We were told that the road on the north side of the reservoir, on the Blackfeet side, was closed, so we chose the South Side trail, hiking it to its crossing at Phillips Creek.
Along the way we were treated to an amazing show of Glacier Lilies, Pasque and Shooting Star flowers.  I don't think I've ever seen so many Glacier Lilies, which painted hillsides yellow.
The scenery along the lake is what our friend Camille Consolvo, who accompanied us, as "Canadian-like," a reference to a trip we took with her and her husband Mike Dannels last summer into the high Canadian Rockies.  I could not disagree.  Mount Richmond is the prominent peak at the head of the lake, flanked by Mount Sentinel.  Both were snow covered.
Our only (minor) complaint was that the trail had been chewed up by horses.
We encountered a couple hiking and another couple on horseback on our hike that covered 6.6 miles with an elevation gain and loss of 1,500 feet.
A must-see feature on this hike is Hell Roaring Spring that pours out of an opening beneath the trail and foams and gurgles down a hillside to the lake like a creek.
We had many stops along the way to take photos of the flowers and to gape in awe at the mountain-lake scenery.
The 18-mile drive on the gravel road from the Dupuyer highway department rest stop was a good one.  The road is in excellent shape except for one small, steep patch.
The drive from Great Falls along the Rocky Mountain Front on U.S. 89 was as beautiful as any time I've ever taken it.  The whitened mountains of the Front popped in the deep blue and cloudless sky, the foothills were a verdant green.

Pioneer Ridge
Plenty of snow to dodge on north slope 

From the ridgetop high point looking down toward elk meadows

On Sunday I did a recon on one of my favorite quick hike from Great Falls ---- the Pioneer Ridge in the Little Belt Mountains across Highway 89 from the Belt Creek Ranger District.
There's still a ton of snow in this mountain range, so I was uncertain whether I could make it up to the first major ridgeline on this trail, some 2-miles from the trailhead.

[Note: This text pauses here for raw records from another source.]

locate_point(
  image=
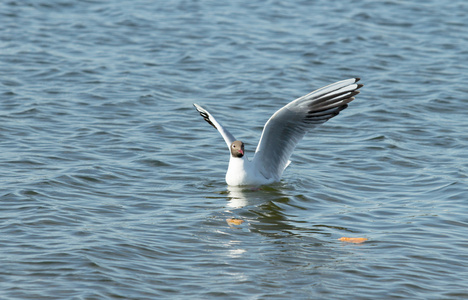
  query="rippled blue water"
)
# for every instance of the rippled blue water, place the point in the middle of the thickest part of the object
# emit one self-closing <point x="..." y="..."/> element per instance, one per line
<point x="112" y="186"/>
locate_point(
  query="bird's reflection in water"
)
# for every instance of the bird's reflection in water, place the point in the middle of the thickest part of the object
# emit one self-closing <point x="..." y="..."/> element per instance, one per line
<point x="274" y="211"/>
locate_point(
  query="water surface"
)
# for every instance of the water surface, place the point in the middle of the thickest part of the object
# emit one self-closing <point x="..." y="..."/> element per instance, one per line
<point x="112" y="186"/>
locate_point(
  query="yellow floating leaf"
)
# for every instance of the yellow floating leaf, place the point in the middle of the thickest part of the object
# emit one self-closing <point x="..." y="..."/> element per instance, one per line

I was able to cover the nearly 2,000 feet in elevation gain over that distance only having to skirt a half-dozen small snow patches.

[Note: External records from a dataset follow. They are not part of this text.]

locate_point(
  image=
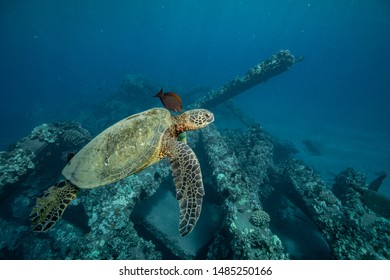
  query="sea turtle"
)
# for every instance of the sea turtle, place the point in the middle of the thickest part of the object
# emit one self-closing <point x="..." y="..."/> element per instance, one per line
<point x="125" y="148"/>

There were some wildflowers, but nothing like what we saw in the Front, mainly Pasque and yellow bells.  The grass up high hadn't greened up yet.  I was checking whether the Calypso flowers had begun to show yet on the lower parts of the trail where they usually blossom in spring.  They hadn't.
On the ridgeline, where I left the maintained Forest Trail for an abandoned one, there was a general covering of deep snow on north and east facing slopes that I had to work my way around.

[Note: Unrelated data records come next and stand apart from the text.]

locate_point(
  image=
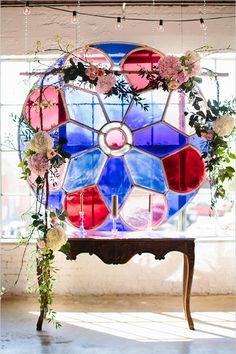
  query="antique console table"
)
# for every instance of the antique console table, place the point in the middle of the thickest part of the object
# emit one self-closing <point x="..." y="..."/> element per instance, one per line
<point x="121" y="249"/>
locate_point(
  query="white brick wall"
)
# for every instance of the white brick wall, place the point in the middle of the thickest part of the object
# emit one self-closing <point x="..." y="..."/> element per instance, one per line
<point x="45" y="24"/>
<point x="214" y="272"/>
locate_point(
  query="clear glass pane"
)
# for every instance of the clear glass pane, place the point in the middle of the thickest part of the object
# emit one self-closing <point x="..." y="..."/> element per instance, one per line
<point x="114" y="180"/>
<point x="84" y="170"/>
<point x="146" y="170"/>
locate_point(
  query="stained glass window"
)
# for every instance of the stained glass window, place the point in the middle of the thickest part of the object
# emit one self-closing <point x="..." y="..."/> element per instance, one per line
<point x="118" y="148"/>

Once I got on a west face and in the grasses of the large elk meadow it was clear sailing.
On the maintained trail there were a number of downed trees, and on the abandoned trail, which can be difficult to follow, the downed trees and broken limbs were numerous.
The views along this hike include the high country to the west of Belt Park, Long and Neihart Baldy and Big Baldy peaks.  The views from the high points in the boulders on the ridge line are especially good looking down on the elk meadows.
While I could do this loop, it might be better to wait a week or two and return for what I expect will be a magnificent flower show.
I note that Belt Creek was running pretty high and very loud, carrying out snowmelt.